Le vieux prince vint un jour lui-même nous inviter à des noces; il mariait sa fille aînée et nous étions des amis. Il était impossible de lui refuser, quoiqu’il fût Tartare, et nous nous mîmes en route. Dans le village, une multitude de chiens nous accueillit par de bruyants aboiements; les femmes, en nous voyant, se cachaient; celles dont nous pouvions voir le visage étaient loin d’être belles.
– J’avais bien meilleure opinion des Circassiennes! me dit Petchorin.
– Prenez patience! lui répondis-je en souriant, j’avais quelque chose dans l’idée.»
Une foule de monde s’était déjà réunie à la maison du prince; chez ces Orientaux la coutume est d’inviter aux noces tous ceux qu’on rencontre, quels qu’ils soient. On nous reçut avec tous les honneurs et on nous mena dans le salon: mais je n’oubliai point d’observer, en cas d’événement imprévu, le lieu où l’on plaçait nos chevaux.
– Comment célèbrent-ils leurs noces? capitaine.

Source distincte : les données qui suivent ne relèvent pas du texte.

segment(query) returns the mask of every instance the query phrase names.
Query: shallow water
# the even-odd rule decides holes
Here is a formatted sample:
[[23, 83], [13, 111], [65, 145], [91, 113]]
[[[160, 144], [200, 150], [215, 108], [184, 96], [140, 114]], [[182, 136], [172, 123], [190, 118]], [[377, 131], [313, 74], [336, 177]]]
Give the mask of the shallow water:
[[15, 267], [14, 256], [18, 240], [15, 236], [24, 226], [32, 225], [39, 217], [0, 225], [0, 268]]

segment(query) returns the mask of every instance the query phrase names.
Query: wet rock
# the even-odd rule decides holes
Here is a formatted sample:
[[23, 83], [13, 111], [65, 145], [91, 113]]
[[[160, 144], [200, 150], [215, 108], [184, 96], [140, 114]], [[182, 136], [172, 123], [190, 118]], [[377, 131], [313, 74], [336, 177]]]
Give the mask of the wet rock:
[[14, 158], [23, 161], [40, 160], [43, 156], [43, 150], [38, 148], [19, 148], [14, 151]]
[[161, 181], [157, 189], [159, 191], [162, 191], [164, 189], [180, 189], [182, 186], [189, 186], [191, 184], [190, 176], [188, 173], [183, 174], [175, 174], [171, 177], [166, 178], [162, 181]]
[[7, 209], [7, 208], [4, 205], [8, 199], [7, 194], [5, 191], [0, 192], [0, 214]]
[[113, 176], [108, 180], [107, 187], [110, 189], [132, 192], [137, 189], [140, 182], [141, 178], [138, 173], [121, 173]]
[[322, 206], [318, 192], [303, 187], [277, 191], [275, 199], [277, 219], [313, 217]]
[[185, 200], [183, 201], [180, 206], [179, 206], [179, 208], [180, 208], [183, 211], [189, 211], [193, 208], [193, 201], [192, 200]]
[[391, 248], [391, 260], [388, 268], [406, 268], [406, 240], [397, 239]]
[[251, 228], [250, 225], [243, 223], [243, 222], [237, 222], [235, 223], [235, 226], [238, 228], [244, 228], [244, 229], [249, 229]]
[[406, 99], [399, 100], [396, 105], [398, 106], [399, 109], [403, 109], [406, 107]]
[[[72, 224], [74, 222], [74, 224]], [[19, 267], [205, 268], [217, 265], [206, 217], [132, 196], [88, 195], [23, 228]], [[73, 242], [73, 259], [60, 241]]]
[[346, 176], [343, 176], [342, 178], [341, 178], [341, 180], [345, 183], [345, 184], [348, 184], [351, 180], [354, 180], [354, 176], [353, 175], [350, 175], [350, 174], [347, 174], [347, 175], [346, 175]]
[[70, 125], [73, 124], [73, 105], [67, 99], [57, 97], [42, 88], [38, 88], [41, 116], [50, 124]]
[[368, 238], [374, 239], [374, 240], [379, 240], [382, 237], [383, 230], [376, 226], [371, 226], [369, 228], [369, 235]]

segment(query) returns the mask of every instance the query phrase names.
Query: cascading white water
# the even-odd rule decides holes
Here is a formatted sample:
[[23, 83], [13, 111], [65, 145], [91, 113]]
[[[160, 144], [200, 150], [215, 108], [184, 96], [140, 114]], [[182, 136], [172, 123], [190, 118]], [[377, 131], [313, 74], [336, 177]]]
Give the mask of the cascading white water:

– Voici ce qui se passe ordinairement: d’abord le Moula lit quelques versets du Coran; ensuite on fait des cadeaux aux jeunes mariés et à tous les parents. On mange, on boit du bouza, et puis vient le divertissement. C’est toujours un individu sale, en haillons, qui monte sur un vilain cheval boiteux, fait des grimaces, imite polichinelle, et fait rire l’honnête compagnie. Dès que la nuit paraît, commence au salon, ce que nous appelons le bal. Un pauvre vieillard frappe sur un instrument, j’ai oublié comment on l’appelle chez eux; nous le nommons, nous, une guitare à trois cordes. Les jeunes filles et les jeunes gens sont placés sur deux rangs, les uns vis-à-vis des autres et frappent dans leurs mains en chantant. Bientôt une jeune fille et un jeune homme s’avancent au milieu du salon et se disent l’un à l’autre des vers qu’ils chantent, tandis que le reste de l’assistance accompagne en chœur. Petchorin et moi étions assis à la place d’honneur; soudain, la plus jeune fille de la maison s’approcha de lui; c’était une jeune enfant de seize ans à peine; elle lui chanta, comment m’exprimerai-je, une espèce de compliment.